More information about a

more informations

more informations about

some more information Pattern does not have wildcards at the beginning, matching strings must start with more information.

* information *

information

more information

information about

a lot more information on

informations

more informations about

some more informations

more info info is not a different grammatical of information, so it does not match.

naïve *

naive naive is an accent-normalized variant of naïve

naïvely naïvely is a different grammatical form of naïve

naive approach

Naively

naiive Accent normalization does not correct spelling errors.

{fnc}

of

for

clustering clustering is not a function word

{adj} {noun}

fast algorithm

factorization algorithm factorization is not an adjective

to {verb} a {noun}

to visit a hotel

to plan a vacation This string should also match the rule. It doesn't due to the limitation of Lingo3G word categorization algorithm. Lingo3G categorizes all occurrences of plan as a noun, regardless of the context of the word. In this case, the context implies plan is a verb, but Lingo3G does not take this into account.

+ information

too much information

more information

information + requires at least one word before information.

more information about about is an extra word not covered by the pattern.

"Information" *

Information

Information about

Information ABOUT

information The Information token is case-sensitive, it does not match information.

information about The Information token is case-sensitive, it does not match information.

Informations about Normalization of grammatical forms does not apply to quoted tokens, so Informations does not match pattern token "Information".

data ?

data mining

data ? requires a word after data.

data mining research ? matches one word, so research does not match

"Programm*"

Programm*

Programmer Programm* token is taken literally, it matches only Programm*.

Programming Programm* token is taken literally, it matches only Programm*.

\"information\"

"information"

"INFOrmation" Escaped quotes are taken literally, so match is case-insensitive

information Escaped quotes not found in the string being matched.

"information Escaped quotes not found in the string being matched.

* protein protein *

This pattern will never match any input.

The reason for this is that * makes a possessive match, that is matches the maximum number of words until the next token in the pattern. Therefore, the first occurrence of the protein token in the pattern will correspond to the last occurrence of that word in the input label, leaving no content to match the second occurrence of protein in the pattern.

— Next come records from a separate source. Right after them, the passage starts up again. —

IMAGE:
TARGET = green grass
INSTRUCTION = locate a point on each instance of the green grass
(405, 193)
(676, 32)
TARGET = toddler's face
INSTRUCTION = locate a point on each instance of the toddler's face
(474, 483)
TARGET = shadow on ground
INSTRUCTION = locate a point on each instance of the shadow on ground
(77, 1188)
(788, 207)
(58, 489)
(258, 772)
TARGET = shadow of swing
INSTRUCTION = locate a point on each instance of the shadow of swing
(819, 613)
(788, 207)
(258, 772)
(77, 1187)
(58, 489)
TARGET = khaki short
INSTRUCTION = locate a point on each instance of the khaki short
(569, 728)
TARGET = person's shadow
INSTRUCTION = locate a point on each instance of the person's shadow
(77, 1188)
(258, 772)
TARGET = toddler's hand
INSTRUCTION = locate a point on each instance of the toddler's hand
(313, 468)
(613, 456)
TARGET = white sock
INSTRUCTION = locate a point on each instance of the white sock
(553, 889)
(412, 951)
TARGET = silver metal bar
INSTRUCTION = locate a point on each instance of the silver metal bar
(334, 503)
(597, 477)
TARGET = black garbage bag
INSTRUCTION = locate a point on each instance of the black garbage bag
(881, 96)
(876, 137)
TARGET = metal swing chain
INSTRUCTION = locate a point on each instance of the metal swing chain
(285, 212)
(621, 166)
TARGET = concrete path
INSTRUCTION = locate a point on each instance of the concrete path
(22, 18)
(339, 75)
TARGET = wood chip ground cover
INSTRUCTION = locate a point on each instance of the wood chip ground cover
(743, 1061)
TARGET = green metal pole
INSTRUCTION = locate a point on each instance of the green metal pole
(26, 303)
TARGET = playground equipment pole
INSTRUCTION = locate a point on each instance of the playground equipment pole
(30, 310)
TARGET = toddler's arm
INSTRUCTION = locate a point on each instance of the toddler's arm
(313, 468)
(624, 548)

As a result, there is no such sequence that can ever match this a pattern.

To match labels with a doubled occurrence of some word, use the reluctant variant of the wildcard.

*? protein protein *

protein protein

selective protein protein interaction

protein protein protein

protein Two occurrences of protein on input are required.

selective protein-protein interaction The "protein-protein" string counts as one token and it therefore does not match the two-token protein protein part of the pattern.

programm* Illegal pattern, combinations of the * wildcard and other characters are not supported.
"information Illegal pattern, unbalanced double quotes.
* Illegal pattern, there must be at least one non-wildcard token.

Regular expression matcher

The regular expression matcher checks words or labels against a list of regular expressions you provide.

{
  "regexp": [
    "Windows 9[58]",
    "(?)^[0-9]\\s*.*"
  ]
}

An example label dictionary with two regexp matcher entries.

The regular expressions must follow Java syntax. If any fragment of a label matches any regular expression in the dictionary, Lingo3G will apply the dictionary-specific action to the label.

Heads up, performance impact!

Regular expression-based matching is a powerful mechanism, but it can also result in a dramatic decrease of clustering performance. Therefore, use it only when a similar effect cannot be achieved by a reasonable number of exact and glob matching entries.